Great, her mom had given her the perfect opening to segue into the discussion they had to have.
“No, Mom. And it wasn’t a date.”
“You spent time with him; it is a beginning,” Kushi muttered, pouring the steaming chai into two cups before waddling toward the table and setting them down. “He is a lovely man and so perfect for you—”
“I’ve heard those exact words from you before, Mom, and they turned out to be untrue.”
A blush stained Kushi’s cheeks as a frown creased her brow. “Manish is nothing like that horrid Avi.”
Samira agreed, but she needed to put a stop to her mom’s matrimonial hopes once and for all. “How do you know? Did the aunties extol his virtues and you believed them?”
Kushi tut-tutted. “Leave the aunties out of this.”
“No, Mom, because we need to have this conversation, and it’s long overdue.”
The frown between her mom’s perfectly threaded brows deepened. “No good can come of dredging up the past.”
“This is about the future.” Samira laid a comforting hand on her mom’s forearm. “I like Manish. He is lovely. But there’s no spark between us and we both know it, so we’ve agreed to be friends.”
Disappointment clouded Kushi’s eyes. “But love can grow—”
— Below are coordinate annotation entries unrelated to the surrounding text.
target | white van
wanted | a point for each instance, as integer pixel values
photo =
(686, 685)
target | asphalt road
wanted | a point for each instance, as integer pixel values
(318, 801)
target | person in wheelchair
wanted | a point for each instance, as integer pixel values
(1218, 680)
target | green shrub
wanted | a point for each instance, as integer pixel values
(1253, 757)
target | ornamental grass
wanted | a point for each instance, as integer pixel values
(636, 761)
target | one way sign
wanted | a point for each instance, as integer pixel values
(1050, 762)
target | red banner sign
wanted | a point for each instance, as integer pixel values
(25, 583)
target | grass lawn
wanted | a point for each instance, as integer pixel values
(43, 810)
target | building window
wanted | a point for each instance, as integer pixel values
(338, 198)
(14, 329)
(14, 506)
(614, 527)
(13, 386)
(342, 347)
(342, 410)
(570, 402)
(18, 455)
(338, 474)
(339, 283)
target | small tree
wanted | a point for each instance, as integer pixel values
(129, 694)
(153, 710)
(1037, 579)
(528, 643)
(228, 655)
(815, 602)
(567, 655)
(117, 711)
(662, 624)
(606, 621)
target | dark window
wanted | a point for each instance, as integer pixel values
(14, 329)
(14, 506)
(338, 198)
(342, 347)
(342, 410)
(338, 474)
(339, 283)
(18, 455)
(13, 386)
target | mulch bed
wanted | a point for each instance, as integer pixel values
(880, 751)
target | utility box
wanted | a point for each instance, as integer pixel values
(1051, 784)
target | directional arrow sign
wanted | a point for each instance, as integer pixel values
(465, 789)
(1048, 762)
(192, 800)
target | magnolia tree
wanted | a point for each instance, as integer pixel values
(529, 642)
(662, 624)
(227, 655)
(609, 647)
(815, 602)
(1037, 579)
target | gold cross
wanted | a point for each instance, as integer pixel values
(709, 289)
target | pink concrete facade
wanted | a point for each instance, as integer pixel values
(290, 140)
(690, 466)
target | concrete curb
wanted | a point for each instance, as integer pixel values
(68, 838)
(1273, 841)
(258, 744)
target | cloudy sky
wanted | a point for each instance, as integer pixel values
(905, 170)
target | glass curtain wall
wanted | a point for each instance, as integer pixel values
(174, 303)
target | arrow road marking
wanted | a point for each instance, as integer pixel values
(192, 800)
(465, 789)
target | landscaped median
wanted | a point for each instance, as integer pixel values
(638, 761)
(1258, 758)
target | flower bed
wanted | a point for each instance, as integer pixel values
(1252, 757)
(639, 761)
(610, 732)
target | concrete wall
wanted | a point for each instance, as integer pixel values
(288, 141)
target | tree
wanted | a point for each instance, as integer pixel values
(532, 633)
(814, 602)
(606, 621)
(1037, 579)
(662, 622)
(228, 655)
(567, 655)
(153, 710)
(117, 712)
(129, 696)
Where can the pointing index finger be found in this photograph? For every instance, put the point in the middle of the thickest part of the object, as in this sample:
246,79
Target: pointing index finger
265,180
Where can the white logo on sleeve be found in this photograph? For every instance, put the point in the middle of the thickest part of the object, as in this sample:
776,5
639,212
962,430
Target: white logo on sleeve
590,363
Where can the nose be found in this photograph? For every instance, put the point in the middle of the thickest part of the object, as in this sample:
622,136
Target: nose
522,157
“Mom, it’s not going to happen. Last time, I got swept up in a fairy tale and living up to expectations. This time, I’m older and wiser and will choose my own men, okay?”
“Men?” Kushi shook her head and slipped her forearm away to fold her arms across her chest. “You should be past the dating stage. You should be looking toward the future.” Her glance slid away. “What about babies—”
“Enough.” Samira held up her hand, ignoring the inevitable twinge of pain whenever the subject of children came up. Her mom knew how difficult it had been for her trying to conceive, and those problems would only be exacerbated now because of her age. “The only reason I told you about meeting up with Manish for coffee is so you would back off. Instead, he’s all you’ve talked about for the last week when we’ve chatted on the phone. So from now on I’d appreciate if you don’t push it, okay?”
Kushi’s lips compressed in a mutinous line Samira had seen many times before. Her mom wouldn’t give up until Samira had a shiny gold band on the ring finger of her left hand. “Friendship can grow into love, but you need to be open to it.”
Samira sighed and reached for her tea. Sipping the fragrant brew should soothe her. It didn’t, because the moment her mom had mentioned being open to love, an image of Rory popped into her head, and she knew all the chais in the world wouldn’t dislodge it.